Syla Akrita was the mother of Elena Akrita, a journalist who was first elected to the Hellenic Parliament from the Syriza party in 2023.

==Life and career==
Akrita was born in Thessaloniki on 17 July 1928, to ethnic Greek parents from present-day Turkey. Her mother was Loukia Roussidi. Her father, Konstantinos Giavasoglou (1886–1977), was an industrialist and Greek Senator who served as Deputy Minister of Welfare, overseeing refugees, under Prime Minister Alexandros Papagos from 1954 to 1955. Akrita studied social welfare and related disciplines as a student.

She met her future husband, Loukis Akritas (1908–1965), a Greek Cypriot journalist, writer, and politician, while he was serving as a member of parliament and secretary general for the National Progressive Center Union (EPEK) party. The couple married in 1951. Their daughter is Elena Akrita, a journalist and politician who was elected as an MP for the Syriza party in the May and June 2023 Greek parliamentary elections.

===Political career===
Sylva Akrita entered active politics after the death of her husband. Akrita was the only female candidate from Georgios Papandreou's Centre Union party in the 1967 Greek legislative election. However, the election, originally scheduled for May 1967, was cancelled following the 1967 Greek coup d'état, which brought the Greek junta military dictatorship to power.

Akrita became a vocal opponent of the new Greek military dictatorship. She joined the Patriotic Front, a civil and political organization opposed to military rule.

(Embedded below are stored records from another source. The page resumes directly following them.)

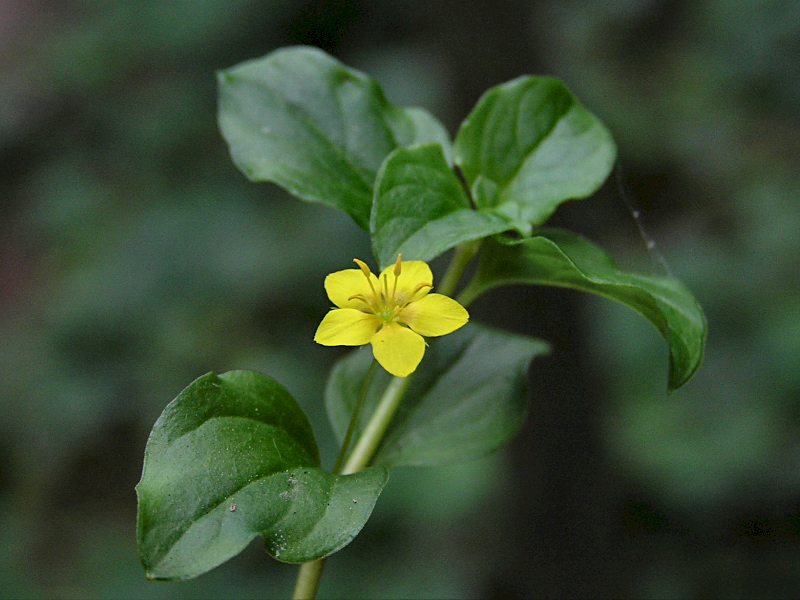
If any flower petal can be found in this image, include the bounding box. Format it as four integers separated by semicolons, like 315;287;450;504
380;260;433;304
325;269;380;312
314;310;381;346
372;323;425;377
397;294;469;337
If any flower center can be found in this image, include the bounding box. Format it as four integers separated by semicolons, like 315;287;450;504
350;254;431;323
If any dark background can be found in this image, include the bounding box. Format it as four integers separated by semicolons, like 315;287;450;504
0;0;800;599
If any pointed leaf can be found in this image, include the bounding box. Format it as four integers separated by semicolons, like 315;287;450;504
370;144;513;268
218;47;449;229
136;371;387;579
459;229;706;390
454;77;616;231
325;323;548;467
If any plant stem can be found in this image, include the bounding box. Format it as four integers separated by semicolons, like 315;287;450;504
436;240;481;296
333;359;377;473
292;240;481;600
292;558;325;600
342;377;411;475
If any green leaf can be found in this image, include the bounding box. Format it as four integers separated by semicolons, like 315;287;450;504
325;323;548;467
459;229;706;390
454;77;616;232
218;47;450;229
370;144;513;268
136;371;387;579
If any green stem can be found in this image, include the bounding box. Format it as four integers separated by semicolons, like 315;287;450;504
333;359;377;473
292;558;325;600
342;377;411;475
293;240;481;600
436;240;481;296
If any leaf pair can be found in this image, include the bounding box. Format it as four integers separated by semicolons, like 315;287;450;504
219;47;616;268
137;326;547;579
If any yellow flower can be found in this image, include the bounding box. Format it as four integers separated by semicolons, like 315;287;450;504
314;256;469;377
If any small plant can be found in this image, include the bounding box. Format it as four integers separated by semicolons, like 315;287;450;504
137;47;706;598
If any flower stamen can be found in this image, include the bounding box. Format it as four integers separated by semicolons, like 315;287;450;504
353;258;378;300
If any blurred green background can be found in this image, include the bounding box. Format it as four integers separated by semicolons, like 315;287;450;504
0;0;800;599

Akrita was arrested in 1967 and sentenced to ten years in prison by a military court, becoming one of the first Greek women to be imprisoned by the junta for political activities.

Sylva Akrita became a founding member of the PASOK in 1974. Following the end of military rule, Akirta was elected to the national Hellenic Parliament as one of three PASOK MPs representing the former municipality of Athens constituency in the 1974 Greek parliamentary election. In doing so, Sylva Akrita became the first woman ever elected to the national parliament from the PASOK party in history. She served her first term as an MP from 1974 to 1977.

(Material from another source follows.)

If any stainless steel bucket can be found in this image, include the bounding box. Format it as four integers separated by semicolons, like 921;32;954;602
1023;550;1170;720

Akrita returned to the Hellenic Parliament in the 1981 Greek parliamentary election, receiving the most votes of any female candidate. She was appointed to the foreign affairs committee and a representative of the Parliamentary Assembly of the Council of Europe. In 1984, she was elected to the Central Committee of the PASOK party.

Prime Minister Andreas Papandreou appointed Akrita as Deputy Minister of Health, Welfare and Social Insurance on 31 October 1986. Akrita had been previously considered for other ministerial posts by the Papandreou government, but her potential appointments were reportedly opposed by the prime minister's wife, Margaret Chant-Papandreou, who disagreed with Akrita over the existence of the Women's Union of Greece. Akrita served as Deputy Minister of Health from 31 October 1986 to 22 June 1988. During her tenure, Akrita spearheaded a bill to modernize the welfare system, drafted a new bill to regulate adoption procedures, founded new nurseries, and introduced a bill to eliminate the debts for Greek refugees.

In 1989, Akrita won re-election as the only woman MP representing the Athens B constituency. In 1993, she was again re-elected to parliament, as well as a member of the Council of Europe. She declined to seek re-election during the 1996 Greek parliamentary election after Costas Simitis became leader of PASOK and retired from active politics.

===Death===
Akrita died on 23 December 2025, at the age of 97. Her funeral was held at the First Cemetery of Athens on 29 December 2025.